Mefferd: Now I wonder if that fact that you have a number of GOP hopefuls who are very, you know, open about their faith - you have Michele Bachmann, you have Rick Perry, you have Herman Cain (you have Herman Cain,) you have Mitt Romney - could it be construed that faith is more of an issue in this election because they are more candidates talking about it?

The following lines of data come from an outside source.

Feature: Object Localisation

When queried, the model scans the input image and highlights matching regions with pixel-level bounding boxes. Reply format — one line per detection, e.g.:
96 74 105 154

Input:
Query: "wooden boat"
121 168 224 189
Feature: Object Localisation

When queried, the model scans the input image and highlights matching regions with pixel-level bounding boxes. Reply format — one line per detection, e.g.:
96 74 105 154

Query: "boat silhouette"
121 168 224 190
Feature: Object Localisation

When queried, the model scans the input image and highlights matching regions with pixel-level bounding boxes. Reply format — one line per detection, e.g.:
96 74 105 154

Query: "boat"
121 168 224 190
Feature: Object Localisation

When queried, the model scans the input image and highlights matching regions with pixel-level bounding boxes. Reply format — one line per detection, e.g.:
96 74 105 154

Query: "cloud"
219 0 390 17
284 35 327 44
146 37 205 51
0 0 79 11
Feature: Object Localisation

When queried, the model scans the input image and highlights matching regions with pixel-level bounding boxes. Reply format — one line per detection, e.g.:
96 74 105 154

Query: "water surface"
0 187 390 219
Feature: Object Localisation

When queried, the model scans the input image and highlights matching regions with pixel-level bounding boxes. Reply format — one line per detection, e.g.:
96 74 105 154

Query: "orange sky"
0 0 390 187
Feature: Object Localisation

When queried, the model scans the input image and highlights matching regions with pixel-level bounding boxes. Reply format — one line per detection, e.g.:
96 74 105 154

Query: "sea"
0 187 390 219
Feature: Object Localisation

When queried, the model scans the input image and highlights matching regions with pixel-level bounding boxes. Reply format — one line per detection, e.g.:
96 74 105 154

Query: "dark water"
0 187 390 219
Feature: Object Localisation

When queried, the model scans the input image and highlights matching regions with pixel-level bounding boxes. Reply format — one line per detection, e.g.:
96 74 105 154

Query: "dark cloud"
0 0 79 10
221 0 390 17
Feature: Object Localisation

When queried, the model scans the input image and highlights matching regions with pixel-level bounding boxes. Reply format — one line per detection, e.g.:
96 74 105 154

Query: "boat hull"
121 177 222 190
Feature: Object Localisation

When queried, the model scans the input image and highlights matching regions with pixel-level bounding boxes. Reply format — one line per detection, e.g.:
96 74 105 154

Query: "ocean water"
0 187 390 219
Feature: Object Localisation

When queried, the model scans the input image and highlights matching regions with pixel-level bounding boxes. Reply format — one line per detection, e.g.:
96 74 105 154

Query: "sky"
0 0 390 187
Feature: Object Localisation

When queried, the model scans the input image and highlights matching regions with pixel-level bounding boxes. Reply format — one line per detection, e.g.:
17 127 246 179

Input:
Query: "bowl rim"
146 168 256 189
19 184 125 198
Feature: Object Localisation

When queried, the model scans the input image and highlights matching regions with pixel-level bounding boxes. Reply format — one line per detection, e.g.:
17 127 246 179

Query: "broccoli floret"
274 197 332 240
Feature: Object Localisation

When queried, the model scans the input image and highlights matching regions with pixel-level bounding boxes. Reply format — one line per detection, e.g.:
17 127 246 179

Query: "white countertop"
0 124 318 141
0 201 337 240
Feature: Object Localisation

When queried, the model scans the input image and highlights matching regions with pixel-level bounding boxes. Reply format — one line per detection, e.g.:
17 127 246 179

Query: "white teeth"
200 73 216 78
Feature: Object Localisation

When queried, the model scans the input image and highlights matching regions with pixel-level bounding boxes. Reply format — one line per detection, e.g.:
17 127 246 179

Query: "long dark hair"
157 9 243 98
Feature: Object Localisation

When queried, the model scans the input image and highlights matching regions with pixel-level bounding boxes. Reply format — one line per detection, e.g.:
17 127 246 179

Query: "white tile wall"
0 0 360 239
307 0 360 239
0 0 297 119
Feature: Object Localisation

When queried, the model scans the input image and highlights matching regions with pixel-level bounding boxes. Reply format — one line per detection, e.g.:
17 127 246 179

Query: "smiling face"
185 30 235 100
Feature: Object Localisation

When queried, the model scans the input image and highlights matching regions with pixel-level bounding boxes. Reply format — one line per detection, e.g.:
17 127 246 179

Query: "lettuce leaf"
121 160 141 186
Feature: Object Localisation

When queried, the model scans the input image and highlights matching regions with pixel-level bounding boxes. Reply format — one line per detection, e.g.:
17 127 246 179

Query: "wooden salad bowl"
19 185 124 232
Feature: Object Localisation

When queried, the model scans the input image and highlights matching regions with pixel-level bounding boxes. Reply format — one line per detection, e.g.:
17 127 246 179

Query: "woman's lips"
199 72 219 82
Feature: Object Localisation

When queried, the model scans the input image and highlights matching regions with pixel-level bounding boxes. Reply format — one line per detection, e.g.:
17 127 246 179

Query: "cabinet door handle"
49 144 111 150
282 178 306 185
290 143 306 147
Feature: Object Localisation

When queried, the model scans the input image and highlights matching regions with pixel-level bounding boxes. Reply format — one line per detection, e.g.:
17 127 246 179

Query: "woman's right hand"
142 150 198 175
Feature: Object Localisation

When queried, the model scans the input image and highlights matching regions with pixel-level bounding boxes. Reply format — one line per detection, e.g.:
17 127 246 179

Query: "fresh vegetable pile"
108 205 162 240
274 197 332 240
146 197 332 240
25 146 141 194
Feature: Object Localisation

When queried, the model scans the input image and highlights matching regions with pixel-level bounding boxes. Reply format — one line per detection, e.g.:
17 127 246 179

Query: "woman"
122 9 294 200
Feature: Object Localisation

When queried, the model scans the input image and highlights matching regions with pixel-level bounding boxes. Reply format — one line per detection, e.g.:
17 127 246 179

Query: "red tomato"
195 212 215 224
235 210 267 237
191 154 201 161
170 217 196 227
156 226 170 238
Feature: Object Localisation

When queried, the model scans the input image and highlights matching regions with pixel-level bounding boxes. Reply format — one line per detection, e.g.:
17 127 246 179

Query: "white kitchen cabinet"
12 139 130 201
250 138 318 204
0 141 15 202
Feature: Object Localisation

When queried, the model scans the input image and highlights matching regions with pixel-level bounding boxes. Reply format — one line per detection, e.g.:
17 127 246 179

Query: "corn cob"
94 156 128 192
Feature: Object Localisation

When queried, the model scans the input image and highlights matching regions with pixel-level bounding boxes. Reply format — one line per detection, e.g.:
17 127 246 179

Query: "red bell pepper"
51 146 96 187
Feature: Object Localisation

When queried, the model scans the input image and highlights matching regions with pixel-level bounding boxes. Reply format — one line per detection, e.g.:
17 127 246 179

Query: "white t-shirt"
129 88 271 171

Philbin: Well, in any GOP primary battle, they do talk about it more, certainly, then Democrats do. In Iowa, they're going to evangelical conservatives and they certainly are not going to be reticent about their faith. But the problem is that the Democrats are, supposedly, just as religious, they have a need to appeal to almost the very same people, so for the networks not to cover the religion of the Democrats while they are covering the religion of the Republicans is a strange double standard.

One of CMI's recommendations in this report is that "reporters should refrain from injecting religion where it doesn't belong" ... but apparently reporters should also be writing a lot about the faith views of Democratic candidates even if those views tend not to play nearly as prominent a role in their campaigns as compared to Republicans.